Things improved, however, to some extent, when the visitors arrived. Mr Chancellor proved to be a pleasant looking, pleasant feeling man, a little too palpably prosperous perhaps, but with sufficient tact and refinement to steer clear of being offensively so; Mrs Chancellor—a still handsome woman, large and fair and languid, was several degrees more a fine lady, than her husband was a fine gentleman, but for this there was the excuse of her having been an heiress, and possessed of a property which she thought far more of than of twenty Halswoods, in days when Herbert had been landless and, comparatively speaking, penniless. And Adelaide, the daughter of this fortunate pair, amiable, pretty, commonplace and silly, was, on the whole, however, rather better than might have been expected. All three were evidently prepared to be pleased, and were graciousness itself to their cousins, and quite sufficiently civil to Miss Eyrecourt, who smiled to herself at the thought of Beauchamp’s desperate position, should it actually prove the case that Gertrude’s scheme was tacitly approved of by the authorities on the other side also.

“It almost looks like it,” she thought, “yet why the Chancellors should wish it, I hardly understand.”

She was not long left in the dark. The party at dinner this first day consisted only of themselves and the three visitors. Captain Chancellor, who had so far shown plainly enough to his sister and Roma, a determination to bestow none of his attentions on Adelaide, talked principally to her mother, and with such good effect that when the ladies retired to the drawing-room, the great lady quite forgot her languor in enthusiastic praise of Beauchamp’s charms.

“It is so odd we have never met before,” she remarked, “for Beauchamp—I must call you both by your Christian names, my dear Gertrude—Beauchamp tells me he has often been staying within a few miles of Wylingham. He knows the Prudhoe-Bettertons, of Prudhoe Castle, I find; charming people. He must not treat us so shabbily when he is next in our neighbourhood. By September, at latest, we shall be settled at home again, and I shall count upon your coming to us—I shall, positively. Beauchamp says he has half promised the Bettertons a few days about then.”

“But we shall be at Halswood then, mamma,” said Adelaide.

“Oh, nonsense, my dear. We shall certainly not be there before Christmas; at least, I devoutly hope not. Halswood is all very well in its way, but at present it is really uninhabitable. You never saw anything so frightful as the state of the house, my dear Gertrude. It wants refurnishing from top to bottom. I should like you to see Wylingham.”
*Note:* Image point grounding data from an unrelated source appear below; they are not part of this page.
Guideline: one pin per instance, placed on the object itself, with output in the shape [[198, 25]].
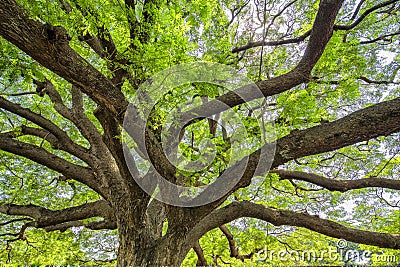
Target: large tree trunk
[[139, 251], [140, 235]]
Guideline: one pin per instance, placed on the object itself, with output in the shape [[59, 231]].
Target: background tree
[[328, 72]]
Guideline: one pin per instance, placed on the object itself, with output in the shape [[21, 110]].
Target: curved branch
[[272, 43], [283, 217], [49, 46], [381, 119], [45, 158], [320, 35], [52, 219], [338, 185], [364, 15]]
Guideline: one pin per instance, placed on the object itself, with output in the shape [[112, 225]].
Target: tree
[[327, 72]]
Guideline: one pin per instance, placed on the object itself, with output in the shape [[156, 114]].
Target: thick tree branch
[[364, 15], [338, 185], [52, 133], [320, 35], [76, 116], [283, 217], [45, 158], [53, 219], [381, 119], [49, 46]]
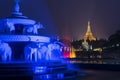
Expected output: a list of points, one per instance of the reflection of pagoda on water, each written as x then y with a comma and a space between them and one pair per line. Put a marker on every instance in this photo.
89, 34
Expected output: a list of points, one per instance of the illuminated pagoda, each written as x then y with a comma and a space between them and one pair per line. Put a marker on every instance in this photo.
89, 34
26, 54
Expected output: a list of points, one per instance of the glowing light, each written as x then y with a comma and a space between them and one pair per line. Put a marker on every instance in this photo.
40, 69
72, 53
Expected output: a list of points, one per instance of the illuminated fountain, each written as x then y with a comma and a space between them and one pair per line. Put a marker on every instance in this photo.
23, 52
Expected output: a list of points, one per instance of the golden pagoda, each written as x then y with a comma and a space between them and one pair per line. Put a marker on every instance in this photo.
89, 35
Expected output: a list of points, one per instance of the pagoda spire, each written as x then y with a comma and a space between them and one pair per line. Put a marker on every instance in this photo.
16, 10
89, 34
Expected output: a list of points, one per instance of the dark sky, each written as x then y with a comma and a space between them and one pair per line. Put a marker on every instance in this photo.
69, 18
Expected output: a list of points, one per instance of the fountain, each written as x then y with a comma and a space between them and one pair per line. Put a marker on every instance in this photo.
24, 53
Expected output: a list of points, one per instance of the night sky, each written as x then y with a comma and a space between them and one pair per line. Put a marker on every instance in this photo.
68, 18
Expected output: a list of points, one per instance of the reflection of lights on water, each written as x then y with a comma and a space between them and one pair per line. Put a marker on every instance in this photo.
40, 69
51, 76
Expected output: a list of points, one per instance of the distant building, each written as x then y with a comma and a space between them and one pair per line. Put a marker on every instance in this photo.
89, 34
Depreciation of Halswood rather jarred on Mrs Eyrecourt’s Chancellor loyalty. But there was no time for her guest to observe any hesitation in her reply, for just then a loud squeal from the other end of the room made all the ladies jump, and effectually distracted Mrs Chancellor’s attention.

“Floss, you naughty child, what are you screaming in that dreadful way for? Why are you not in bed? I told you to run upstairs as soon as we came out of the dining-room? What is the matter?” exclaimed Gertrude, at no loss to pitch upon the invisible offender.

There was no answer for a minute. Then, a ball consisting of white muslin, blue ribbons, shaggy hair and bare legs, seemed to roll out from under a sofa into the middles of the room, when it shook itself into form, and stood erect, red-faced and defiant.

“Quin pulled my hair,” was all the explanation it vouchsafed.